Ancient sawfish fossil sheds light on tooth evolution
Detailed 3D X-ray images of the saw-like nose of Schizorhiza stromeri challenge the classical theory that vertebrate teeth evolved from external scales.
A new study led by Museum scientists, published in Proceedings of Royal Society B, has found evidence disputing the long-established theory that all teeth developed from external scales.

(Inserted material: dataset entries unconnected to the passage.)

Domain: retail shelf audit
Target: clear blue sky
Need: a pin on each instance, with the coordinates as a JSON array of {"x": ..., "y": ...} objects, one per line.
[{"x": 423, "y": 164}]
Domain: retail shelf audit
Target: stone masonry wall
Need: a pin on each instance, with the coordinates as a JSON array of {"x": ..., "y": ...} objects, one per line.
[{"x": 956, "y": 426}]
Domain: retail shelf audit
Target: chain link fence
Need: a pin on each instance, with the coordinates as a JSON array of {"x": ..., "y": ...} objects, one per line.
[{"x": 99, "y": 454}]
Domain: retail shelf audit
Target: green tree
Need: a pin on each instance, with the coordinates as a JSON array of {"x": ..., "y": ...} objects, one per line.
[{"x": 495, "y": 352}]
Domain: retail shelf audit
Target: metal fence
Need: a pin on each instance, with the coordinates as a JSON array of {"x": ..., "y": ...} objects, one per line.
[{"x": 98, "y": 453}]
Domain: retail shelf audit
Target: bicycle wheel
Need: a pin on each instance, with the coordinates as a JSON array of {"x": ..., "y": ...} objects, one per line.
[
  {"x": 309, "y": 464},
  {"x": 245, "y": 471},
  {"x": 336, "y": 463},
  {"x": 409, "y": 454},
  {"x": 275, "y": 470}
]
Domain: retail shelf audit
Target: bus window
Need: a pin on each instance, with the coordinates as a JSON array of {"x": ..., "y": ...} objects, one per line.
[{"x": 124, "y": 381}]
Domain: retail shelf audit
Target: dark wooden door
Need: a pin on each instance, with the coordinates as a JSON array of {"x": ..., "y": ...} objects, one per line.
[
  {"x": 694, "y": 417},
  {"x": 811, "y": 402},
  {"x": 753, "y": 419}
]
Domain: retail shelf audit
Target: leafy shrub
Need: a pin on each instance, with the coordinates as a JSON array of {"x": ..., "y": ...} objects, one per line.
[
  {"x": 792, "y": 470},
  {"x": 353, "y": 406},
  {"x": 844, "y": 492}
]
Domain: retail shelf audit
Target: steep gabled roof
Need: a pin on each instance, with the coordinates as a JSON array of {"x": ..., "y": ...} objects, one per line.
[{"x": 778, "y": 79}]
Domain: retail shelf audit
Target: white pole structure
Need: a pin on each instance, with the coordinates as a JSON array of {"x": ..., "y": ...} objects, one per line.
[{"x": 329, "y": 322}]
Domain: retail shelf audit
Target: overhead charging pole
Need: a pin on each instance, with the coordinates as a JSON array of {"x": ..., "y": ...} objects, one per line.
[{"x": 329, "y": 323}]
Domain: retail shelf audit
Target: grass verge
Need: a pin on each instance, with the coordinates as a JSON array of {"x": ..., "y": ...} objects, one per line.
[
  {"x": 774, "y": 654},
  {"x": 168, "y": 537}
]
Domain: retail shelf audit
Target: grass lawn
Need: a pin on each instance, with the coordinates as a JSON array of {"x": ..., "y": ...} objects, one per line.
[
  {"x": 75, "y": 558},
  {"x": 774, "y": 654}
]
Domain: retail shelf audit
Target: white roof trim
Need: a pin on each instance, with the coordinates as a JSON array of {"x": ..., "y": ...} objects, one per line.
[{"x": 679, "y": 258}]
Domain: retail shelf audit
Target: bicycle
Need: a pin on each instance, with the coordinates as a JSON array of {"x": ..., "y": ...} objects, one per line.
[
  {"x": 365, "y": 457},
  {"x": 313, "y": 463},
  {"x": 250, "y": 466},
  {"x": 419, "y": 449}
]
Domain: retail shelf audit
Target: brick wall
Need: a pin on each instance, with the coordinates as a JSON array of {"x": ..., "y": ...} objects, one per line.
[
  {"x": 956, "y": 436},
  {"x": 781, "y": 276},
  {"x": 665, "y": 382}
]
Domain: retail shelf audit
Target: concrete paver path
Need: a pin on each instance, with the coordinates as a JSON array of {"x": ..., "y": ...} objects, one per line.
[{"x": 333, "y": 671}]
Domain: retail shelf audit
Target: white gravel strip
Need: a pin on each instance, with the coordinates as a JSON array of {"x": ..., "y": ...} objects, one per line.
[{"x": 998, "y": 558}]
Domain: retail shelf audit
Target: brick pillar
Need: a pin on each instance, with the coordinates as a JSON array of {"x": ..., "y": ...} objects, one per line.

Using a micro-CT scanner to analyse a 70-million-year-old fossil of Schizorhiza stromeri (an extinct ray with a protruding, saw-like nose), the team found significant differences between the ancient saw-teeth and the teeth in the mouths of other closely related cartilaginous fish such as sharks.
The Museum researchers, along with collaborators from the University of Sheffield, Birkbeck University and the University of Vienna, say their results could prompt a re-think of the evolutionary history of teeth for all vertebrates.
The 1.5-metre-long nose (or rostrum) of S. stromeri was brought to the Museum in January 2015, having been discovered by miners excavating phosphate-rich rock in northern Morocco.
The ancient ray, which roamed the ocean between 72 and 66 million years ago, had hundreds of arrow-headed tooth-like structures lining its rostrum.
These saw-teeth, which are actually modified scales rather than teeth, formed two cutting blades. The ray used them to slash through shoals of small fish, sucking up the dead and injured.
Museum palaeobiologist Dr Zerina Johanson, lead author of the NERC-funded study, says the apparent similarities between the saw-teeth of S. stromeri and the teeth of other vertebrates (especially sharks) made the fossil a good test case for the standard theory of tooth evolution.
'The classical theory says that teeth developed from external structures in the skin, such as scales, which, through evolution, moved into the mouth.
'This theory would predict that these skin structures and teeth should be very similar, and we argue that this includes important features of teeth such as organisation and replacement - think of the ongoing replacement of teeth in the shark mouth,' says Johanson.
The team studied the S. stromeri rostrum using the Museum's micro-CT scanner, revealing minute details hidden within the fossil.
They discovered that the structure and organisation of the tooth-like scales were actually very different to the oral teeth of most vertebrates, casting doubt on the supposed developmental link between the two.
First, a series of replacements grew directly beneath the fully grown saw-teeth. This differs significantly to sharks, whose replacement teeth usually come forward in rows and are not typically stacked directly on top of each other.
Second, the X-ray images revealed the unusual rotations the saw-teeth underwent while growing. New saw-teeth were produced at the very tip of the rostrum, but they passed through two 90-degree rotations before taking their place between previously formed roots.
'The unusual rotation, as well as the positioning directly beneath existing saw-teeth, is very different from typical teeth, which generally show a much simpler type of rotation into functional position,' says Johanson.
The scientists say these results are not what would be expected on a conventional understanding of tooth evolution, which holds that teeth evolved from hardened external scales and gradually moved into the mouth.
'We think our results question the classical theory, which covers vertebrates as a whole,' says Johanson.
The team now plan to use the same methods to research a range of fossil and living vertebrates, and find out more about the evolution and diversity of the teeth on some of the most dangerous creatures on our planet.